Las hadas

 Lilirien vivía en una pequeña granja de camino entre Formoburgo y el bosque de Adaris con su hermanastra mayor Olga y  su madrastra Gertrud. Su padre habia muerto hacia años y ella había quedado bastante desamparada, pues su madrastra le obligaba a limpiar y a servir constantemente. 


Desde que se levantaba hasta que se acostaba, Lilirien estaba trabajando y no  tenia ni un día libre. Les preparaba la comida, les hacia las camas, les recogía y lavaba la ropa y les traía el agua del bosque. Sin embargo, Lilirien era apreciada por todos los aldeanos de Formoburgo: era amable con todos y además era una de las chicas más bellas de la región.

 Su hermanastra Olga y su madre Gertrud eran, por el contrario, detestadas. Tenían mal carácter, eran cotillas, envidiosas y siempre tenían algo malo que decir de alguien. Una noche, mientras Lilirien estaba dormida, su madrastra, sintió una sed enorme y, desde la cama, la llamó para que acudiera. 


-¡Lilirien! -le gritó-. Tengo sed. Vete al rio del bosque y tráeme agua. ¡Date prisa!

-Si, madre! -le contestó.

Lilirien se puso el chal y unos pequeños zuecos y salió de la casa con el cántaro.


Caminó por el camino que serpenteaba hasta el rio, acompañada de los golpecillos del pájaro carpintero sobre la madera de su casa, el correr de las ardillas por las ramas de los árboles y los ratones de campo, los búhos y los conejos que se desplazaban por todo el bosque. Lilirien ascendió una pequeña colina hasta que, tras coronarla y gracias a la luz de la luna que refulgía en lo alto, divisó la cascada donde solía llenar el cántaro. 

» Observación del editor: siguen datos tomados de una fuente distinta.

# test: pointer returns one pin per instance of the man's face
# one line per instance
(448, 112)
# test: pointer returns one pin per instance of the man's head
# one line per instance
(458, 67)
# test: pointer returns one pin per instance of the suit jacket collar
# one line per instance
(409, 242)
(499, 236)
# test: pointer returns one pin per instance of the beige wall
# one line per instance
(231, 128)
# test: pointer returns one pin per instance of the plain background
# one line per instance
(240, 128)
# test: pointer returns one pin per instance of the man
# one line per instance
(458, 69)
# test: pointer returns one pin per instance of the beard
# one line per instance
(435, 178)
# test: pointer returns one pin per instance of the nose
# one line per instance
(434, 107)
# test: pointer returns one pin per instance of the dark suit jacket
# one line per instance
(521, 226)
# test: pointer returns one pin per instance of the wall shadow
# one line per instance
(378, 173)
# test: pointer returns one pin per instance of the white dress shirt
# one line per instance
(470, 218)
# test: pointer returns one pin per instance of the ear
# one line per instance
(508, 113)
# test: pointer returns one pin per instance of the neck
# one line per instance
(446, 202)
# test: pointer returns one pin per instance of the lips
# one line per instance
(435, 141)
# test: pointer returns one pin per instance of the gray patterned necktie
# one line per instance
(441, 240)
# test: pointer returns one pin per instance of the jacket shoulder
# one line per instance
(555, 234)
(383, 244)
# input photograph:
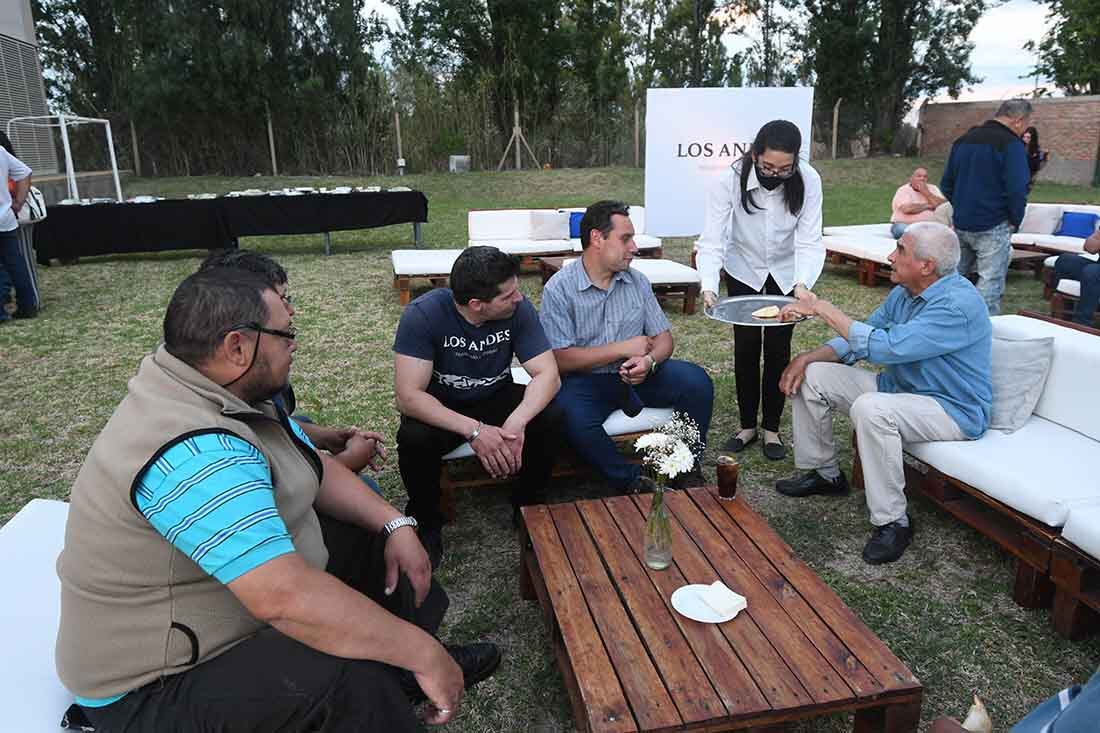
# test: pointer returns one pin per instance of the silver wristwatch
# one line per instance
(394, 525)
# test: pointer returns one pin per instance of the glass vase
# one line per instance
(658, 532)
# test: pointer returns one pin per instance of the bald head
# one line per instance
(936, 243)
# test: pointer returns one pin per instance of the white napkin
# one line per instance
(722, 600)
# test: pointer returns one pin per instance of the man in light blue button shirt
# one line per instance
(933, 337)
(613, 345)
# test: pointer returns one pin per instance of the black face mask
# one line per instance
(770, 183)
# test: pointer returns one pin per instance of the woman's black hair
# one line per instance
(784, 137)
(1033, 144)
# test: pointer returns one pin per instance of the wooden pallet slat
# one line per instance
(649, 700)
(598, 701)
(803, 658)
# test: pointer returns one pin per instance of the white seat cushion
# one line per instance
(526, 245)
(32, 698)
(1041, 470)
(1070, 244)
(1069, 397)
(617, 423)
(1054, 258)
(1082, 527)
(644, 242)
(881, 230)
(424, 262)
(1069, 287)
(661, 272)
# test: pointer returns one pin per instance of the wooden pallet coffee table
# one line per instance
(630, 663)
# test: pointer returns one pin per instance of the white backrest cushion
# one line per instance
(549, 225)
(499, 223)
(1041, 219)
(32, 698)
(1020, 371)
(1070, 396)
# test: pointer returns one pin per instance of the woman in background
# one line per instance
(1036, 157)
(762, 233)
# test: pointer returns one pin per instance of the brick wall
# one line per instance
(1068, 128)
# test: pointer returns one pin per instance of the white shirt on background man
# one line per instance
(770, 240)
(14, 168)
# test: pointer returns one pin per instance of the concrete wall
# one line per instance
(1068, 128)
(17, 22)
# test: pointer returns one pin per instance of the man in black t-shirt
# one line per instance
(452, 378)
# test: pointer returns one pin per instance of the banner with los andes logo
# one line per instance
(693, 134)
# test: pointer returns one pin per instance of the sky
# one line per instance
(999, 57)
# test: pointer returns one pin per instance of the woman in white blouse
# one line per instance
(762, 234)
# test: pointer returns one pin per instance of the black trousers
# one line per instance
(421, 447)
(272, 682)
(777, 354)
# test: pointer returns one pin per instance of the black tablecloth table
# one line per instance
(73, 231)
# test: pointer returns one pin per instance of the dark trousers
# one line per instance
(17, 270)
(777, 354)
(1071, 266)
(589, 398)
(272, 682)
(420, 449)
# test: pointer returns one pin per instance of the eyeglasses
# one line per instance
(290, 336)
(777, 173)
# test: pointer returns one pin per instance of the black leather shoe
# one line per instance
(641, 485)
(432, 540)
(812, 482)
(888, 543)
(477, 663)
(735, 445)
(774, 451)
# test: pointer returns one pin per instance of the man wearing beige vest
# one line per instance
(221, 573)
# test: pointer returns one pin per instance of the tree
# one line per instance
(899, 48)
(1069, 53)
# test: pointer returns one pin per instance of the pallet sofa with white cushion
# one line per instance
(531, 233)
(867, 247)
(1041, 222)
(1020, 488)
(461, 468)
(433, 265)
(32, 697)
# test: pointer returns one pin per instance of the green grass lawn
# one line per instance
(945, 609)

Descendió hasta llegar hasta ella y extendió las manos para llenarla. Justo cuando se estaba retirando, sintió un pequeño chasquido de ramas tras ella. Lilirien, asustada, se giró rápido con el cántaro entre las manos. Comprobó que tras ella había una anciana algo encorvada, apoyada en su cayado. Tenia el cabello blanco y el rostro afable.